I still think that Angelyne should have been elected governor of California.
I took a quick trip to LA with my best friend Nicole (formerly Nicky, which she’s not using anymore due to the fact that Nicky reminds her of Paris Hilton and the videotape, which reminds her of an unfortunate incident involving a video camera, a rottweiler and Tom Welling so she’s now using Nicole) Getty, and Christian W (W hotel heir), to accompany Nicole for her shooting of a Japanese beer commercial with Christian Bale. Who knew that they shot Japanese commercials in LA.
While Nicole shot her commercial with Batman, Christian & I shopped. We had to stop at Fred Segal. It wouldn’t be a trip to LA without a stop at Fred. Who did we bump into, Shannon Doherty. She was thumbing through the racks; so just for kicks I yelled out “Paris?” to this young blond woman who was also shopping at the time. Shannon turned and looked at us in horror. I then proceeded to tell the blond that I mistakenly took her for my good friend Paris Hilton. Shannon gave us the evil eye and stormed off. I purchased this great new red Gucci mini dress.
After a long day of shopping it was time for some dinner. Christian & I met up with Nicole and her on and off boyfriend James Pensfold. We decided to try out Avenue, a fantastic supper club right in Beverly Hills. If your one to pinch pennies while dining out, this restaurant is not for you. I repeat not for you. The seared tuna special was to die for. They also know how to make a fantastic martini!

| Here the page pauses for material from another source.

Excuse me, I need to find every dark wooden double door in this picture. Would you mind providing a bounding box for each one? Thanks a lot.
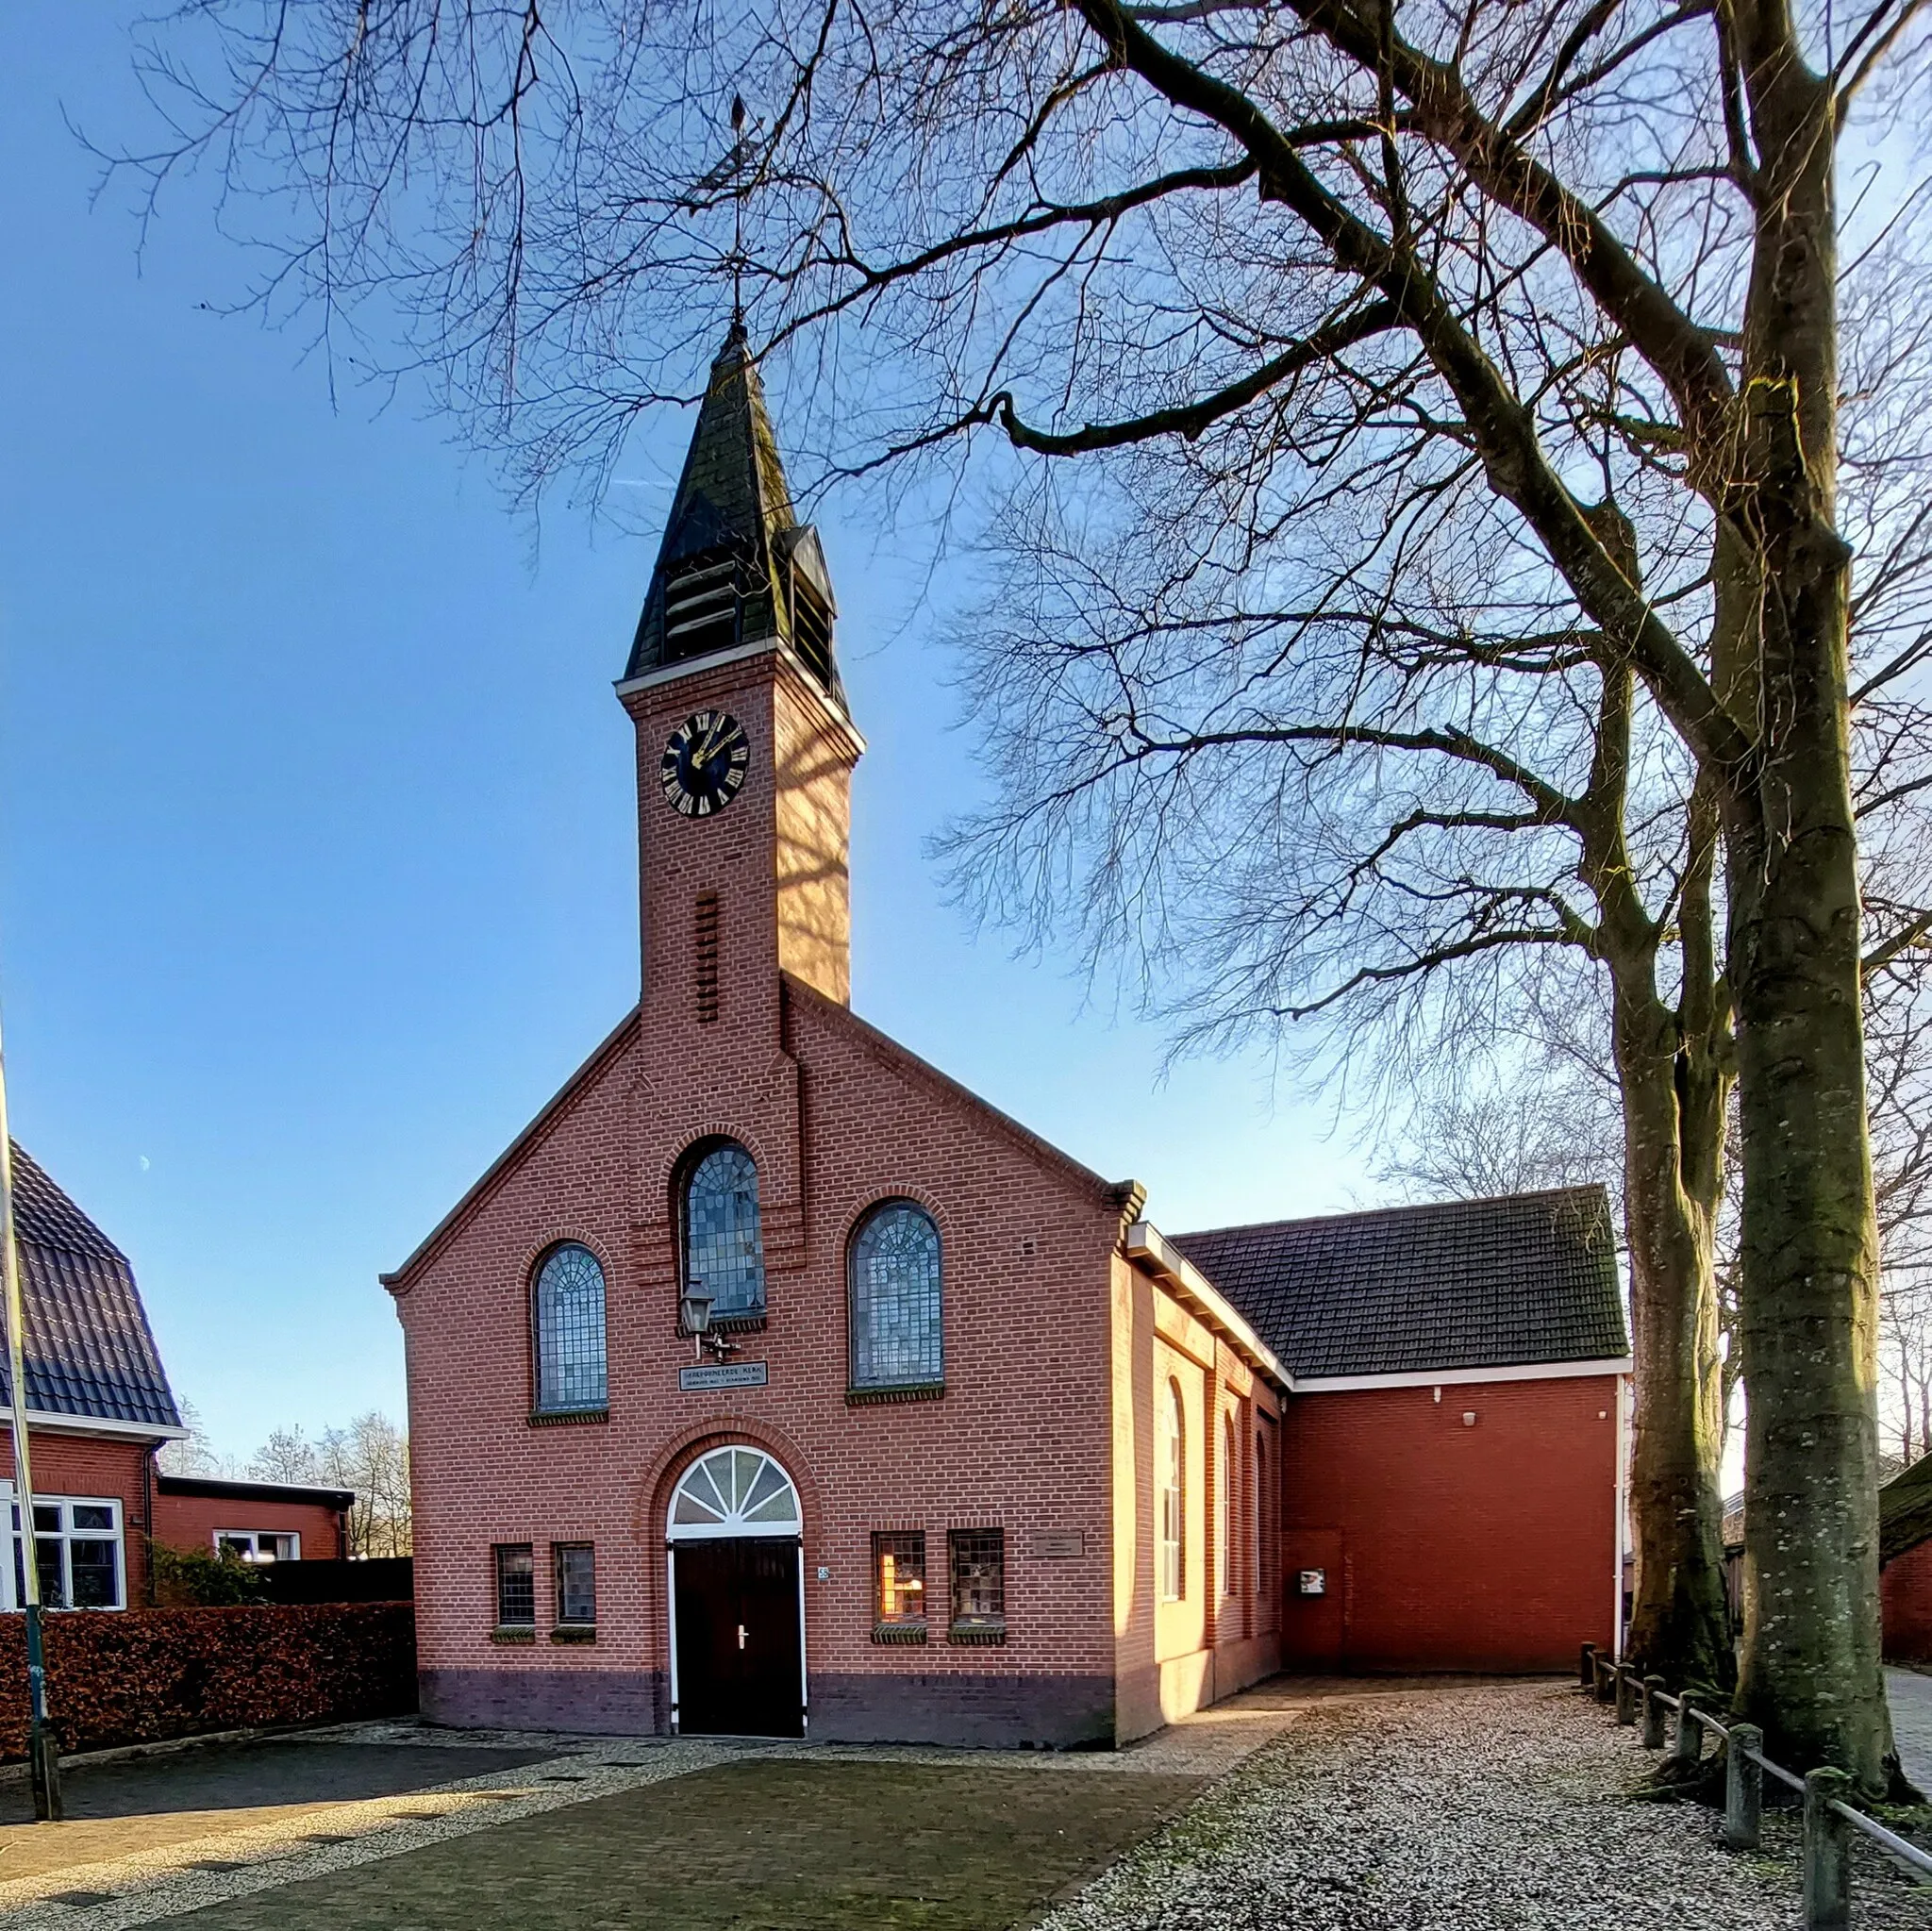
[674,1536,804,1737]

Jerry Bruckheimer was dining at the next table with a trio of inappropriately dressed you females. Maybe he was interviewing them for guest spots as corpses on CSI. Who knows?
Later that evening, it was time for some partying. We had to go try out Roof Bar (it’s on top of the Standard Hotel); luckily there was no private party. Who should we run into, the lovely Tara Reid. It was early in the evening (11ish), so she was still coherent. She was talking up her upcoming guest appearance on Scrubs, and hoping it would parlay a sitcom deal of her own. Tara Reid, sitcom star, I don’t think so. Nicole decided to be cruel and ask her if she still spoke to Carson Daly; the poor thing burst into tears and went straight to the bar and had a shot.
After traumatizing a C-List celebrity it was time to cap the night off at my favorite nightspot in LA, The Lounge. While nothing happened quite as exciting as the night of the Justin Timberlake-Britney Spears breakup dance-off, it was still an evening to remember. We hung out in the lounge area and chilled and people watched. We had an uber bitchy cocktail server who Christian pissed off by taking a picture of her with his camera phone. Maria Bello was there, with two female catalogue model types, and getting hit on by numerous males. She seemed to be completely oblivious to what was happening.
Valet alert: remove all valuables when valet parking at The Lounge. My pack of Orbit gum, and The Strokes CD were missing when we got the car back at the end of the evening.